第3話:アピタテラスにて はむちょん

新田中学校への登校まであと二日後、生体発電検査票が届いた翌日である。正洋はあらたな生活の緊張感を自覚しながら過ごす。思い返すと小学校は長かった。苦行ともいえる6年間、しかし大学まで進学するとなると、あと10年間の学生生活があるのだ。先は長い、それを意識しはじめる年ごろだった。しかしその胸中は、まだ幼く、その日の午前中、自宅で何度も読んだラノベを軽く読み、居間であおむけになりながら物語の世界を夢想していた。

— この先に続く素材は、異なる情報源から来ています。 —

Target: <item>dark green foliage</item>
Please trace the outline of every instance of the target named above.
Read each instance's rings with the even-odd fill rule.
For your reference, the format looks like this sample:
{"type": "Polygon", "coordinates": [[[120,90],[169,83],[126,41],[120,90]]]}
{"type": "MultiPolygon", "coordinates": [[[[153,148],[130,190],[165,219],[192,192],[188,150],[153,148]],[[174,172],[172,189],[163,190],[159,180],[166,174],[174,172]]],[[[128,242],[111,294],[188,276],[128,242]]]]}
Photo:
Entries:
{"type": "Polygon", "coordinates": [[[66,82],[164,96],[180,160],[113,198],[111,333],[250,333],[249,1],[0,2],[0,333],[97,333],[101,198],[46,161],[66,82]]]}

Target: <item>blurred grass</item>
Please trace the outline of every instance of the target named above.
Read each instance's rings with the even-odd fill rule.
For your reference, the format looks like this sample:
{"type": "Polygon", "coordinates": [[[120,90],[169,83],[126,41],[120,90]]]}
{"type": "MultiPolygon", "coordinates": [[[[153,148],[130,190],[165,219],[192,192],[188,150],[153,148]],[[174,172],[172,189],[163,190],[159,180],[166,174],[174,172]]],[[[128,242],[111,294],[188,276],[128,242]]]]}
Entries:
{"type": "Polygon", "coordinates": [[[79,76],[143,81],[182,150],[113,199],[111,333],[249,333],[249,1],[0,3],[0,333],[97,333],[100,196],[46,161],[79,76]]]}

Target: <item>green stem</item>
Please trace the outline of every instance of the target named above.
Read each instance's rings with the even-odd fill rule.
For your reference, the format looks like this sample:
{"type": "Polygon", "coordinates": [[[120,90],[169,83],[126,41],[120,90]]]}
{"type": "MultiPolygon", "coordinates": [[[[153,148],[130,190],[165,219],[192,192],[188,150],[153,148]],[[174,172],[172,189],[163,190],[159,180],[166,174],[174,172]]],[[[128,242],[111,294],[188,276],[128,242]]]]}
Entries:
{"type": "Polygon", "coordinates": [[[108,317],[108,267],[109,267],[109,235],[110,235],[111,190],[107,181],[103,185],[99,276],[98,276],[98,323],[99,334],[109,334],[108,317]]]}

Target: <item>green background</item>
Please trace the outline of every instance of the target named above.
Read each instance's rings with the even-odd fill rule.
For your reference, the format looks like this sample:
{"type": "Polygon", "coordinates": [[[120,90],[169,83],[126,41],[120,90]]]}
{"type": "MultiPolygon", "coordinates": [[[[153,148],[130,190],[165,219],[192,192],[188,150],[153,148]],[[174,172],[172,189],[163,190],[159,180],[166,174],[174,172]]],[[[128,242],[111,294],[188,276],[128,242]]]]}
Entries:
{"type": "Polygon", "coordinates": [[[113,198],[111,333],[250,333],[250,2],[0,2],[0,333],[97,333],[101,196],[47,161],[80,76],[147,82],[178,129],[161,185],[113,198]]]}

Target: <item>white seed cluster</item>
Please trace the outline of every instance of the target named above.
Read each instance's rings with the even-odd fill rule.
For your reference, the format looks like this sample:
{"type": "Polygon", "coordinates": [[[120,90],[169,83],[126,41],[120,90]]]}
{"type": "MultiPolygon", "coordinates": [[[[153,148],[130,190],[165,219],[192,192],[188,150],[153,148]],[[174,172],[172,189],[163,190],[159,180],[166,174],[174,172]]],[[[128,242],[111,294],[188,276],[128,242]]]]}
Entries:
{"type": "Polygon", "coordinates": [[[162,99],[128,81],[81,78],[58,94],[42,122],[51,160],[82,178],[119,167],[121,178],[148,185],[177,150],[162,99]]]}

闘う自分、理解した物語に自分が介入し、都合よく展開した。劇中のヒロインとお互い慰めあう関係に夢想する。要所で口からは擬音が漏れる


正洋「ぶしゅ・・ちゅう!」


家族は、直樹はゲーム、純子は友達の家、寿洋は寝ていた。母は仕事だ。正洋の意識は自然と遊びになる。しかしそれはまだ多様ではない。とりあえず新たな知見を得るために自転車でショッピングモール「アピタテラス」へ移動した。このモールの本屋はラッピングされていなく。立ち読みできるのだ。正洋の意識は雑誌の新刊が並ぶタイミングを意識していた。雑誌棚をまわると、すでに読んだものがまだあるが、新刊の雑誌を読む。手に取り、その雑誌の世界に入る。ジャンルにこだわるわけでもなく、いろいろな分野の雑誌を夢中で読み進める正洋。プロレス、映画関係、アニメ、付録の入手に興味があったが、手持ちの金銭の心もとなさで自然と断念している。


正洋「お金か、なんとかならないかな」


昼を迎える頃合いに、モールの2階にある、フードコートに移動する。・無料のウォータースタンドで紙コップに水をそそぎ、テーブルの椅子に座り、休憩する。背筋を伸ばす、大分雑誌の世界に没入できた。向かいのテーブルには親子連れがいる。母親が子供をあやしている。まだだいぶ子供だ。2歳ぐらいだろうか


正洋「かわいいよな、ちいさいね」


自然と心が安らぐかんじがする。正洋の当時の心境ではそれはまだ言語化するには幼かったのかもしれない。・


正洋「いいね、おおきくなれよ」小さくつぶやく


その時子供と正洋が目が合う。気のせいだろうか、正洋には相手が笑顔を向けたきがした。おもわず。片手をすこしふり、正洋も笑顔になる。


子供「はむちょ」


正洋(ん?なんか言った?)


母親は、子供をいとおしそうにあやす。マクドナルドの林檎ジュースをのませているようだ。自分はフライドポテトをたべている。・


正洋「まあいいや、トイレ行こ」


トイレはニトリ方面にある、移動してすぐのフードコートのマクドナルド向かいのテーブルの、これまた親子連れの児童の脇を通り過ぎる。かすかに聞こえた気がした。


「はむちょん」


母親「はい、はむちょんね」


同じセリフを続けて


正洋(はやっているのかな)


そう感じてトイレにむかった。午後の没入はもうすこし本屋を徘徊するつもりだった。その前に腹ごなしだ。自分もマクドナルドにしよう。